Аквас вернулся первым. Он открыл глаза и почесал свою светлую бороду. Вид у него был измученный.
— Нелегко это, отец, — сказал он. — Сила Черных Храмовников очень велика.
— Наша тоже. Продолжай.
— Их двадцать человек. В Скултике на них напала шайка разбойников, но Храмовники перебили всех с поразительной легкостью. Они в самом деле превосходные воины.
— Далеко ли от них Факелоносец?
— Меньше чем в сутках пути. Нам не удастся слишком долго обманывать их.
— Даже несколько дней сейчас бесценны. Они не пытались еще раз напасть на него ночью?
— Нет, отец, — но думаю, еще попытаются.
— Отдохни теперь, Аквас. Пусть Торис и Ланнад сменят тебя.
Настоятель вышел из комнаты, прошел по длинному коридору и медленно спустился вниз, в огород Декадо. Темноглазый монах встретил его улыбкой.
— Пойдем со мной, Декадо. Я хочу показать тебе кое-что.
Ни слова более не говоря, он повернулся и повел монаха вверх по ступеням, к дубовой двери. Декадо остановился на пороге — за все годы в монастыре он ни разу не поднимался туда.

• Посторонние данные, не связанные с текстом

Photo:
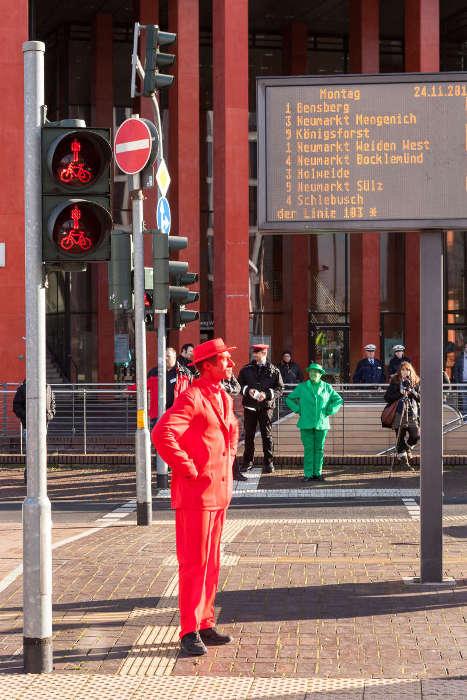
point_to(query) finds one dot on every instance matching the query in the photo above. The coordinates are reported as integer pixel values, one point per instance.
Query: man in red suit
(198, 438)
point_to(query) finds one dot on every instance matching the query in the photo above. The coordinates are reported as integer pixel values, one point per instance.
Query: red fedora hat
(210, 348)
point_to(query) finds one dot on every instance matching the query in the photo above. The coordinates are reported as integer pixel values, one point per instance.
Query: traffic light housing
(76, 194)
(171, 278)
(148, 311)
(155, 59)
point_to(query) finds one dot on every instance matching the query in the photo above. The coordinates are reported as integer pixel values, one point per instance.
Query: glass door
(329, 346)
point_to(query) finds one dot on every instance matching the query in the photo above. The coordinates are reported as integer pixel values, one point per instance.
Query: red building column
(102, 115)
(184, 154)
(296, 248)
(421, 55)
(148, 13)
(12, 312)
(231, 221)
(364, 247)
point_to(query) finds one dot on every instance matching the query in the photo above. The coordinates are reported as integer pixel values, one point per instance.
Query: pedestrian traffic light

— Пойдем! — обернулся к нему настоятель.
За дверью было темно. Необъяснимый страх охватил садовника — казалось, его мир ускользает от него. Он задрожал, сглотнул комок, глубоко вздохнул и последовал за настоятелем.
Они шли через лабиринт коридоров, но Декадо не смотрел ни вправо, ни влево, не сводя глаз с серой сутаны идущего впереди. Настоятель остановился перед дверью в форме древесного листа. Ручки на ней не было.
— Откройся, — прошептал настоятель, и дверь медленно ушла вбок, в стену. За ней открылось длинное помещение Тридцать серебряных доспехов поблескивали в полумраке, покрытые ослепительно белыми плащами. Перед каждым стоял столик с мечом в ножнах и шлемом, увенчанным плюмажем из белого конского волоса.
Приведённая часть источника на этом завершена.